The Eighth District Court of Appeals in El Paso has affirmed a trial court’s order denying arbitration in a discrimination and retaliation lawsuit. In Alorica v. Tovar, No. 08-18-00008-CV (Tex. App. – El Paso, November 26, 2018), a woman, Tovar, filed a lawsuit against her former employer, Alorica, claiming the company illegally committed disability discrimination and also retaliated against her for pursuing workers’ compensation claims. In response, Alorica filed a motion to compel the dispute to arbitration.
According to Alorica, Tovar explicitly assented to the company’s mandatory arbitration agreement through electronic means. In addition, the company claimed Tovar implicitly assented to the arbitration policy by continuing her employment relationship with Alorica after the policy was put in place. Tovar submitted to the court a sworn affidavit stating she was wholly unaware of the mandatory arbitration agreement. In her sworn statement, Tovar asserted that she had never seen, read, nor agreed to be bound by the terms of the arbitration policy. During a Tipps hearing, Tovar provided testimony stating she first became aware of the arbitration agreement after she filed her lawsuit. In reply, Alorica claimed Tovar’s computer login was used to access and agree to the mandatory arbitration policy.
The trial court ultimately determined Tovar’s evidence regarding her knowledge of the arbitration agreement was more credible than that provided by Alorica. Because of this, the trial court denied Alorica’s motion to compel arbitration. Alorica then filed an interlocutory appeal with the Eighth District Court of Appeals in El Paso.

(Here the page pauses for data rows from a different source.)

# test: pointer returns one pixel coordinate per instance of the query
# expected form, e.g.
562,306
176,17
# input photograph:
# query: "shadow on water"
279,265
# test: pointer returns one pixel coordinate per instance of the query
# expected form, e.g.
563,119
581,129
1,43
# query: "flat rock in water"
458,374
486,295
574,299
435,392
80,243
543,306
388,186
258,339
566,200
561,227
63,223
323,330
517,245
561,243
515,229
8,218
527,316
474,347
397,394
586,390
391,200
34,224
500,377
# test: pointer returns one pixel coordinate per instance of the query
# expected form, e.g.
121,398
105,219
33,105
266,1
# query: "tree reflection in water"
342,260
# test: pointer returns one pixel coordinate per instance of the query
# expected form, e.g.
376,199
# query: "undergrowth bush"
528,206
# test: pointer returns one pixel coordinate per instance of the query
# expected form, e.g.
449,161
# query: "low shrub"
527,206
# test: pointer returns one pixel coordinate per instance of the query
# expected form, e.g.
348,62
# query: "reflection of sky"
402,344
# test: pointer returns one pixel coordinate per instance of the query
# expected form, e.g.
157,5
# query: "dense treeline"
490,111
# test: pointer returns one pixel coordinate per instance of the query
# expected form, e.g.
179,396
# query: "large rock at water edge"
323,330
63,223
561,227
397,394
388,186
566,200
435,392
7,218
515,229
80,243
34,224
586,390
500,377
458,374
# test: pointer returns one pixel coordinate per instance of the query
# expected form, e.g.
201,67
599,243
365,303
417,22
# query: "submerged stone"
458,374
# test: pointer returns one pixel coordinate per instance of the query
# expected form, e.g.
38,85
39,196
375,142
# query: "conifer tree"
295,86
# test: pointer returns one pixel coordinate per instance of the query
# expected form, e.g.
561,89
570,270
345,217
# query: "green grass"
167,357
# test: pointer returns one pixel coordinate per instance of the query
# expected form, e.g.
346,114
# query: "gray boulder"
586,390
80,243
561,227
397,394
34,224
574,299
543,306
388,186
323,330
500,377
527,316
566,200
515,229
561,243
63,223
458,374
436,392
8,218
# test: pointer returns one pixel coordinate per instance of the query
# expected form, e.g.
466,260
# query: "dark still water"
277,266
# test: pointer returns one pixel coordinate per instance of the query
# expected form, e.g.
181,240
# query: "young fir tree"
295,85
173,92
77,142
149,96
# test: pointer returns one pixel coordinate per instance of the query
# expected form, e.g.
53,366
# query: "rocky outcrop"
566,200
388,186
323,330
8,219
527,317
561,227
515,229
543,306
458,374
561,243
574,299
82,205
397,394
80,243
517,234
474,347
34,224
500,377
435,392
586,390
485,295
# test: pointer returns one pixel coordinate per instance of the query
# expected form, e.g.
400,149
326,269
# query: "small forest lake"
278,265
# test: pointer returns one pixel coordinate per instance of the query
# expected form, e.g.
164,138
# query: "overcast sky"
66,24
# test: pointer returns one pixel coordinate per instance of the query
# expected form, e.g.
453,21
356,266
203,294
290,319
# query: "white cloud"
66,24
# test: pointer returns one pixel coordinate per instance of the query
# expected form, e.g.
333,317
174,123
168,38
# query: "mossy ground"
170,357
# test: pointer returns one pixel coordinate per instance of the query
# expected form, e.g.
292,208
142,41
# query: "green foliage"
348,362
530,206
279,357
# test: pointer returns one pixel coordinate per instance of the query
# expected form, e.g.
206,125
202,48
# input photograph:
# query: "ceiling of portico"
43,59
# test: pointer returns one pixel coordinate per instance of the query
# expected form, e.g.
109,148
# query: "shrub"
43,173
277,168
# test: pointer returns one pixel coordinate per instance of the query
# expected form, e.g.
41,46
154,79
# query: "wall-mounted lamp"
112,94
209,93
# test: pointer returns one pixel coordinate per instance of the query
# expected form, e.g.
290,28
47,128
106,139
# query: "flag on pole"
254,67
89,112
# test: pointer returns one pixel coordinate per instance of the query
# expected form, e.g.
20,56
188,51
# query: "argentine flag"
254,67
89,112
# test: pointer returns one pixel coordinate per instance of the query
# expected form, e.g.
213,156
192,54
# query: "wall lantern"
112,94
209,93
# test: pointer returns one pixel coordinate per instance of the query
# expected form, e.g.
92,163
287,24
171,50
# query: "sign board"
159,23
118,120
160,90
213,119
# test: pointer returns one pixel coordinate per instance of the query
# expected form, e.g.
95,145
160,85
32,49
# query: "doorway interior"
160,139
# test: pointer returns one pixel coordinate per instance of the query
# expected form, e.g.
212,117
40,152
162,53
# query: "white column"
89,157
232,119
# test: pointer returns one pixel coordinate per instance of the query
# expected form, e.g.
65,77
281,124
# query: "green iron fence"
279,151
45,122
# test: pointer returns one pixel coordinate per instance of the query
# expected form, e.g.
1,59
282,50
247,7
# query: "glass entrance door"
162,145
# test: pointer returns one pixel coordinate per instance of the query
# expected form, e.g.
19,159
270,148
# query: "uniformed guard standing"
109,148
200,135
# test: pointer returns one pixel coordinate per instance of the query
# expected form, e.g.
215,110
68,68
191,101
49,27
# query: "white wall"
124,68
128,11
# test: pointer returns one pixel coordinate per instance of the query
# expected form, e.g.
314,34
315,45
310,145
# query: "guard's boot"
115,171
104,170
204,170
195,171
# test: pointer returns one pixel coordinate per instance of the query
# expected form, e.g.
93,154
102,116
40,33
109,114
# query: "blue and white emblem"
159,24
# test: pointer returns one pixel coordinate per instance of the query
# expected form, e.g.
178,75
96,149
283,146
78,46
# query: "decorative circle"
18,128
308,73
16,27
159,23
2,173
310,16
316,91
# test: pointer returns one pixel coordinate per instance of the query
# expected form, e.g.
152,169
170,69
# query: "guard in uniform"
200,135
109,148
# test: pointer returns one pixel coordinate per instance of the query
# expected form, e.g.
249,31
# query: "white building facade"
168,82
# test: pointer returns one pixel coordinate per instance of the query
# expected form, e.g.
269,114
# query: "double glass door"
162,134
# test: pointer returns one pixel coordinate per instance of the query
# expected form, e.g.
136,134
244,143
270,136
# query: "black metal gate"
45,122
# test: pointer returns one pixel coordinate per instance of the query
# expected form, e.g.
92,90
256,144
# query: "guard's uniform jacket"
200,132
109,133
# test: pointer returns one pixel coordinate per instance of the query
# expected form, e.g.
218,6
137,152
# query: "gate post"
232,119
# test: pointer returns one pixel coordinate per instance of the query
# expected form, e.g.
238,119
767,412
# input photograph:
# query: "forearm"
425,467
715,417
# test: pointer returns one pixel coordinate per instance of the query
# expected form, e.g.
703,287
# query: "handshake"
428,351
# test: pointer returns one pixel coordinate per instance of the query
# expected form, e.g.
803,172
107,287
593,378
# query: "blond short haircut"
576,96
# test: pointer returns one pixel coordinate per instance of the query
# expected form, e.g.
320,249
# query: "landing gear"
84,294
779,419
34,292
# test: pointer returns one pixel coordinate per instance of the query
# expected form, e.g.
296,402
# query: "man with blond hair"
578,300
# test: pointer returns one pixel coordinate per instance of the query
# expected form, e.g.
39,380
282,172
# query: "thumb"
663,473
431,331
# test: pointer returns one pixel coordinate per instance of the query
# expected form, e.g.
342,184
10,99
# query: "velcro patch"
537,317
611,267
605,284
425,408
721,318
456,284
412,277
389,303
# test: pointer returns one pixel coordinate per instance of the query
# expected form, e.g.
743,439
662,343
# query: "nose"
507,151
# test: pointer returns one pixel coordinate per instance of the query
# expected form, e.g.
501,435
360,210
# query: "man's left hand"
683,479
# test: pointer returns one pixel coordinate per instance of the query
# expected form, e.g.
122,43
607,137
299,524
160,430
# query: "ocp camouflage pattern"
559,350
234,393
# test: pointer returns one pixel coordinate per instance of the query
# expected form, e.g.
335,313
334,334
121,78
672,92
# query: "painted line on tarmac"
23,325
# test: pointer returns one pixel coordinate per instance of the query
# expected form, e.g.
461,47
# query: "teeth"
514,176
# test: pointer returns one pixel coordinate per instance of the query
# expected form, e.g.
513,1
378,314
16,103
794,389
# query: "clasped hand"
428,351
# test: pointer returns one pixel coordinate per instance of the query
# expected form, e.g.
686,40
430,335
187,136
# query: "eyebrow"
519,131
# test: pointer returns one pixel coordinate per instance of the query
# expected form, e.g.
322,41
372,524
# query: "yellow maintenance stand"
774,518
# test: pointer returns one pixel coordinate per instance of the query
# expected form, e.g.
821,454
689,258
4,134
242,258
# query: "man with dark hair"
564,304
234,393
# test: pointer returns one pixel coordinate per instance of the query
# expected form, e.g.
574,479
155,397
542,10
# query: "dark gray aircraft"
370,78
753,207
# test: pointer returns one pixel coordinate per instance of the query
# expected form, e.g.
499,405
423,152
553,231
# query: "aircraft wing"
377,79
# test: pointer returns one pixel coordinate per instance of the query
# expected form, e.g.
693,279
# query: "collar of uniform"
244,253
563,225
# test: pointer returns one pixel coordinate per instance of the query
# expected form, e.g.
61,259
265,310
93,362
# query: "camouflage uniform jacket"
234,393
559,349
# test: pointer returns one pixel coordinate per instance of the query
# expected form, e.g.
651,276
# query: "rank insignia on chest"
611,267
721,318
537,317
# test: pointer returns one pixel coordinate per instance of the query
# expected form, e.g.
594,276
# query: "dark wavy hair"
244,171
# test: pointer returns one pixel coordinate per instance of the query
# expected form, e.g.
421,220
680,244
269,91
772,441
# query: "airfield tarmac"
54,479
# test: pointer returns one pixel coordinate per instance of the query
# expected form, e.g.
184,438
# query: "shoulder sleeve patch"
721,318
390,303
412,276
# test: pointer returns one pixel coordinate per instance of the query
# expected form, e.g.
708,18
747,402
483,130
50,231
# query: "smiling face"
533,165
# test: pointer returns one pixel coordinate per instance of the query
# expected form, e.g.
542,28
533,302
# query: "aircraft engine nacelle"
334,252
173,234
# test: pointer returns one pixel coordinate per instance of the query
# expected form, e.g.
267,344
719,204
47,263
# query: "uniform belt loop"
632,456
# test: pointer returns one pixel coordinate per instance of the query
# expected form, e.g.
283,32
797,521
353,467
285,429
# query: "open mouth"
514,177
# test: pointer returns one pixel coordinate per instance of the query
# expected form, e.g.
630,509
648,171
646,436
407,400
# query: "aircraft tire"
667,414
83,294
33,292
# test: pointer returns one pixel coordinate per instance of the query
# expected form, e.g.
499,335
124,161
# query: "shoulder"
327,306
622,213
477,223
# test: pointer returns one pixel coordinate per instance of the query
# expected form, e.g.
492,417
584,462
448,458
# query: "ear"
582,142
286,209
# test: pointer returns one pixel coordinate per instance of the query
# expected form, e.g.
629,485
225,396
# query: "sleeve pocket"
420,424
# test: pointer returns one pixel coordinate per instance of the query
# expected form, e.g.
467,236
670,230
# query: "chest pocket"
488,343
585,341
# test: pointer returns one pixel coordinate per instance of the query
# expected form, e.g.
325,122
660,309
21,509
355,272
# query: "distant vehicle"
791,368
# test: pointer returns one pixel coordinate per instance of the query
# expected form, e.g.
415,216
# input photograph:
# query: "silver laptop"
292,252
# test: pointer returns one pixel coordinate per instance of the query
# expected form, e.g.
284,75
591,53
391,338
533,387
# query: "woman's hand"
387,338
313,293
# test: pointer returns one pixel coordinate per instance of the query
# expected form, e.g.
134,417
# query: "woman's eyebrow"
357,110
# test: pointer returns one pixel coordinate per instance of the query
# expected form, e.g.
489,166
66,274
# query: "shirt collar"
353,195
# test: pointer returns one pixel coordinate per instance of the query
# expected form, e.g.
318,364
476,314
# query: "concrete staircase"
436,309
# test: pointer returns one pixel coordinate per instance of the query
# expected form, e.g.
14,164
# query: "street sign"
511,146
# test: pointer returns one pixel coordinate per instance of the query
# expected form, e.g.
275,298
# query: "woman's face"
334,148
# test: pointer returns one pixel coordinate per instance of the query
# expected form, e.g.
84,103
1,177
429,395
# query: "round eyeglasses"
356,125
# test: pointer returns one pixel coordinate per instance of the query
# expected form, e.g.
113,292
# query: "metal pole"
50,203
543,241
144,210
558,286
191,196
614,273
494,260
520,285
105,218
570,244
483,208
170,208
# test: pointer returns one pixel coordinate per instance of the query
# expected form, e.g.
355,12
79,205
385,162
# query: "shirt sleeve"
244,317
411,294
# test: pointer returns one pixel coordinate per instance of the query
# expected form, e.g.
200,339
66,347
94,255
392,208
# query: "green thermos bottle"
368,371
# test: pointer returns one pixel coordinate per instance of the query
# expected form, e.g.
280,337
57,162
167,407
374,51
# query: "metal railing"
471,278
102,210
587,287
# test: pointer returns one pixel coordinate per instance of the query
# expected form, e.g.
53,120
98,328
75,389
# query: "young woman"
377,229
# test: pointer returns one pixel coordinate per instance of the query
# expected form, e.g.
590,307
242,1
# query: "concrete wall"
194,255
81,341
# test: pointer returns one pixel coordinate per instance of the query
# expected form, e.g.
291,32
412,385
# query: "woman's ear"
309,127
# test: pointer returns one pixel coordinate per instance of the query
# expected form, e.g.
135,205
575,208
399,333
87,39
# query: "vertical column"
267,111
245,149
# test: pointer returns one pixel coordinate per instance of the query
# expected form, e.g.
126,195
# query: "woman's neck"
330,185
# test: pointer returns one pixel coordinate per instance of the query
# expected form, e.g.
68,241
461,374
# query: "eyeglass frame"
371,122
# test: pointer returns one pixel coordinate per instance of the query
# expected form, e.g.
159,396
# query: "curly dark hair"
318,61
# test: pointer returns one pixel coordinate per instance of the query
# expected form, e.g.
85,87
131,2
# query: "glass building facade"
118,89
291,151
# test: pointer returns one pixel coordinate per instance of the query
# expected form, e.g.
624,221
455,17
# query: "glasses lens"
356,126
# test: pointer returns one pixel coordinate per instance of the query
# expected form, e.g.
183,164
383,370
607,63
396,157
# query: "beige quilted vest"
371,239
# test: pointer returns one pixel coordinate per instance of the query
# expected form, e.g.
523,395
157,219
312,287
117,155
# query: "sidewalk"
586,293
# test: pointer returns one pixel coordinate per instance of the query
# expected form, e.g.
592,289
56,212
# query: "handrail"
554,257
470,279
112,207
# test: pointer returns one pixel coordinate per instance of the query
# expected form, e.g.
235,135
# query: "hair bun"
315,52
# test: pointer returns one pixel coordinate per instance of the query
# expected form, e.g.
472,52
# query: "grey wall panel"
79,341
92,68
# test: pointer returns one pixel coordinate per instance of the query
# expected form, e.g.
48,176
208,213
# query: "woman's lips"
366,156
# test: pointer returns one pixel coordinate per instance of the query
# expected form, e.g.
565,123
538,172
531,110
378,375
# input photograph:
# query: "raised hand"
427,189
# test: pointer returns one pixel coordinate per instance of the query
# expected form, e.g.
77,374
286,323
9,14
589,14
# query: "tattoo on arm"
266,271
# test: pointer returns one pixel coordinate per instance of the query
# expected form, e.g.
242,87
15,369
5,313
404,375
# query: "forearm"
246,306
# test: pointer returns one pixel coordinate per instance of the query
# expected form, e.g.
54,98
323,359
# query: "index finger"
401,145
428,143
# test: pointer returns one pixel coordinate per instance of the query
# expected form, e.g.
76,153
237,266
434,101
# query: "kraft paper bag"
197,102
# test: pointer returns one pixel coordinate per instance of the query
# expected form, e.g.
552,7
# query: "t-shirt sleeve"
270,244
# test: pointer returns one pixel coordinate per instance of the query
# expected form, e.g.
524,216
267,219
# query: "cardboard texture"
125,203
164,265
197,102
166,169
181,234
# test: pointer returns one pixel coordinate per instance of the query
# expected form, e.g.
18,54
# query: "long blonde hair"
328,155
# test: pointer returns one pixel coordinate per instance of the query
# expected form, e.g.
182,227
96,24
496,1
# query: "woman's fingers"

On appeal, Alorica asked the El Paso court to rule the company’s evidence was more credible as a matter of law and overturn the trial court’s order denying arbitration. Citing the appellate court’s own 2016 decision in Kmart Stores of Texas, L.L.C. v. Ramirez, the Court of Appeals stated the “trial court’s decision rested on legally sufficient evidence.”
The court said:
At first blush, the similarities between this case and Kmart are striking. Both cases involve an employee’s sworn denial of notice or login and an employer’s proffer of electronic records seeming to indicate otherwise. Alorica attempts to distinguish Kmart in several ways, none of which we find persuasive. First, Alorica argues that the quality of evidence in this case is different because Kmart involved an employee giving live testimony that was contravened by an affidavit from a human resources professional, whereas here, Alorica offered live testimony from its in-house I.T. professional that it contends was clear, direct, and positive and rebutted Tovar’s live sworn denial of notice as a matter of law. But the dispositive issue in Kmart did not necessarily hinge on live testimony-versus-affidavit; we simply held that the employer-witness’s testimony vouching for electronic records raised more than a scintilla of evidence of notice, and that the employee-witness’s sworn denial of notice raised more than a scintilla of evidence of no notice, thereby creating a fact issue on contract formation that was ripe for trial court resolution either way. Kmart Stores of Tex., 510 S.W.3d at 570-71 (holding in light of conflicting evidence that neither side could establish its position as a matter of law and deferring to the trial court’s credibility and demeanor assessments). Here, we have the same type of conflicting evidence as we did in Kmart. The distinction in the form with respect to how the evidence is presented is not material.
Second, Alorica maintains that Thadisetti “testified at length” about the security measures used by Alorica’s I.T. department. However, it is not clear from Alorica’s briefing how Alorica’s I.T. security set-up differed at all from the one employed in Kmart. Alorica does point out that Thadisetti testified that in order to access EIS, a user would have to use an Alorica computer and thereby pass through two log-in hurdles: first, the user must be logged in to a computer on Alorica’s network generally, which requires a unique domain-level user-ID/password combination (log-in point #1); and second, the user must also specifically access the EIS portal using a second, unique user-ID/password combination (log-in point #2). Alorica seems to distinguish Kmart, which turned on the use of one set of log-in credential to access an online portal, by arguing that in this case, an employee needed to use two sets of log-in credentials—domain-level credentials and portal-level credentials—to access an online portal, meaning that the security procedures that Alorica implemented were more stringent than those in Kmart.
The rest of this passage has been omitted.